Woodland in the parish was managed by the late 14th century by the manor court. Underwood and thorn were regularly sold in the 15th century, and less often oak standards and stumps. (fn. 132) Wood at Shervage had been burnt for ash by 1504, (fn. 133) and Kilton wood was evidently replanted after ditching and fencing in 1596–7. (fn. 134) Customary tenants of the manor in the early 17th century could cut spar rods, faggots, and underwood except oak, ash, or crab apple, and could root up apple to plant in their orchards and take enough timber for repairs. Elm on their own holdings could be cut and sold. (fn. 135) Shervage was coppiced every 20 years by the mid 17th century. (fn. 136) In 1816–17 it comprised 46 oaks fit to be cut and 290 not then ready. (fn. 137)
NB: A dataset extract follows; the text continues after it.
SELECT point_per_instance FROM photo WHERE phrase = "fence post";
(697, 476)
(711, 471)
From the early 16th century seaweed or ore from the foreshore was burnt for manuring. Four men were licensed to burn it from 1520 for a substantial rent, but from 1523 a quarter share was let with each of four of the tenant farms. (fn. 138) A lease of 1700 included half the seaweed along the coast and a fishpond, the silt from which was evidently used as manure. (fn. 139) Glatting or hunting conger was a common practice on the shore until the early years of the 20th century. (fn. 140)
Field names suggest that there was a windmill in the parish by 1516, and the name Windmill mead survived until 1753. (fn. 141)
Extracts and drafts of court rolls for the manor, which included small properties in Kilve and Stringston, (fn. 142) survive for 99 separate years between 1379 and 1680, including the periods 1399–1403, 1446–60, 1485–90, 1493–1504, 1590–99, and 1675–80. (fn. 143) There are presentments for the period 1739–79 and for 1782. (fn. 144) Courts leet seem normally to have been held twice a year at Hockday and Michaelmas, and courts were held at other times for entries and surrenders. After 1747 courts were held only once a year, in the autumn. In 1782 the court was held at Kilton in the afternoon, following a dinner. During the 14th and 15th centuries the courts administered the sale of wood and underwood. By the 18th century presentment of houses out of repair was the main concern of the court.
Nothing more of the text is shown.